Lest my point be lost, I don't believe it serves our families well to be on 18 committees and signing up to bring a casserole to someone every day of the week. I DO think this means praying constantly for the Lord to show you what He has for YOU in YOUR world that could be a visible expression of His love and care for those you encounter on a daily basis...especially when it can be done with and in front of your children.
I fear we overthink this and make it more complicated that it truly is. Do you know what seems to impact my children's hearts more than any other 'service' I do? Knowing the names of the people who work at my grocery store and a little bit about their lives. When I stop to ask Carole about her grandson, John about his next fishing trip or Jennifer about her kids it conveys a message stronger than any lecture I could give my children about respecting others regardless of their position in life.
When we slow down and offer help to the 'needy' people we encounter in our everyday lives (needs ranging from a kind word, a smile, appreciation, patience, help with groceries) the little sets of eyes watching us (and, more importantly, their impressionable hearts) get a real lesson in what we sincerely believe about our neighbors. Are our concerns too important to consider theirs?
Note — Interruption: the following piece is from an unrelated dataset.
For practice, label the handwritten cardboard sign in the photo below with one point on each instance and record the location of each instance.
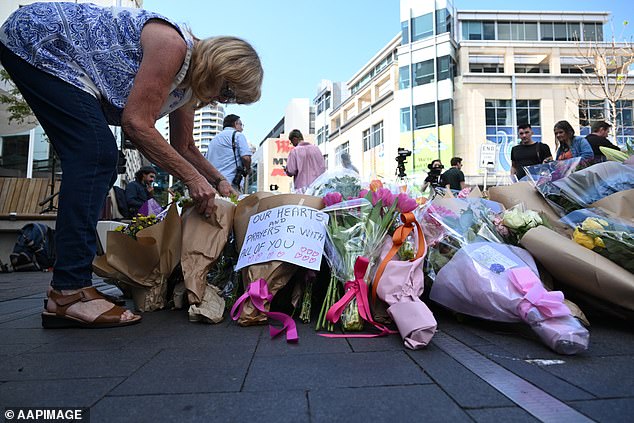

No matter how busy you are, you do have time for kindness...even if you are stressed, they don't deserve it, or you just aren't in the mood. As Dahlstrom wrote, Jesus' example of foot washing tells us something vitally important about the nature of the Gospel:
"He’s telling us to be ready to serve, both when it energizes us and when it doesn’t, both when we’ve warm feelings (for) the recipients of our service, and when they annoy us. That’s the essence of what it means to make God visible in this world, because that’s how God made Himself visible in the world most clearly. I’m challenged by Jesus’ example of the towel and basin, chastened with the awareness that I withdraw from serving at times, both because “I’m wiped out” and because “they don’t deserve it”. I rarely use those phrases precisely. I talk about boundaries and enabling instead. Those are two legitimate principles for all of us who work with people must invoke to serve well, but which can also be used to baptize our own selfishness and pettiness at times. What Jesus is saying is true service needs to happen even when you don’t feel like it, and should be offered even to people who don’t deserve it. That’s the gospel."
Wow. I am challenged.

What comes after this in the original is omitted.